Real-Time Neural BRDF with Spherically Distributed Primitives

We propose a neural reflectance model (NeuBRDF) that offers highly versatile material representation, yet with light memory and neural computation consumption towards achieving real-time rendering. The results depicted in Fig. 1, rendered at full HD resolution on a contemporary desktop machine, demonstrate that our system achieves real-time performance with a wide variety of appearances, which is approached by the following two designs. Firstly, recognizing that the bidirectional reflectance is distributed in a sparse high-dimensional space, we propose to project the BRDF into two low-dimensional components, i.e. two hemisphere feature-grids for incoming and outgoing directions, respectively. Secondly, we distribute learnable neural reflectance primitives on our highly-tailored spherical surface grid. These primitives offer informative features for each hemisphere component and reduce the complexity of the feature learning network, leading to fast evaluation.
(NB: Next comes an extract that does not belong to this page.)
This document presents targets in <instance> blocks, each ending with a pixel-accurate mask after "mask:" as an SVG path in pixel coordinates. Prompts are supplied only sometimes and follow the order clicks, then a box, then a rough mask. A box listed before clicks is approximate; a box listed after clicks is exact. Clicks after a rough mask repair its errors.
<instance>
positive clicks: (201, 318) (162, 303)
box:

These primitives are centrally stored in a codebook and can be shared across multiple grids and even across materials, based on low-cost indices stored in material-specific spherical surface grids. Our NeuBRDF, agnostic to the material, provides a unified framework for representing a variety of materials consistently. Comprehensive experimental results on measured BRDF compression, Monte Carlo simulated BRDF acceleration, and extension to spatially varying effects demonstrate the superior quality and generalizability achieved by the proposed scheme.